Thebodyloveschocolateandwine · 08/08/2014 09:35

Whose that daft bint who thinks every man falls in love with her because she's do beautiful. Is is Sam something.

Similar tendencies.

grobagsforever · 08/08/2014 09:37

FFS. I breastfed my three day old on a flip down seat on a bus in full view of all last week. Get a grip.

adsy · 08/08/2014 09:37

He was grunting at your breasts? Did you have themout whilst you were stood talking to him?!

grobagsforever · 08/08/2014 09:38

Three day olds do not have a discrete latching technique by the way

hoobypickypicky · 08/08/2014 09:44

Ooooh. Now he's "a pervert"? Is that because he didn't do as you demanded when you caused a scene (and yes, you did cause a scene if your OP is accurate)? Because rather than getting the seat that you wanted but were not entitled to he got moved to first class?

Or because the majority of posters have said YABU?
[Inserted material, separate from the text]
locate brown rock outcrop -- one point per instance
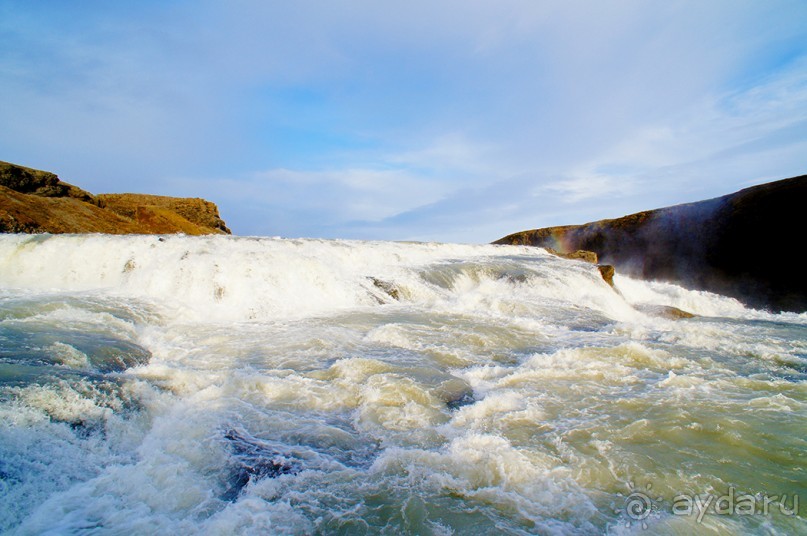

A right to breastfeed is exactly that. You had it. There is no right to breastfeed in a single seat, a double seat, a seat with a cashmere cover or a seat without another occupant in the next.

Get over it.

Bathsheba · 08/08/2014 09:44

Adsy - by all accounts by the end of the conversation that pervert was drooling and shoving the baby out of the was to get the first sip from the wonder norks himself

prettybird · 08/08/2014 09:45

You post on AIBU and then get upset when on balance most people say you ARE being unreasonable. Confused

I don't think the guy needed to move. If there were other free seats and you wanted more room or privacy then you were the one you should've done so. Plus you were already on your feet.

I can understand why the guard moved the guy to 1st class rather than you. Who's to say you would've had the required privacy in 1st class? Or wouldn't then have asked people to move there too? At least you then had the required 2 free seats where you were originally sitting - which had been the basis of your original request.

I breastfed ds until he was 13 months old. That included on trains, planes, Greek ferries, airports, restaurants..... I didn't feel that anyone was perving me and never felt I was exposing myself. In fact, most people didn't even realise I was breast feeding.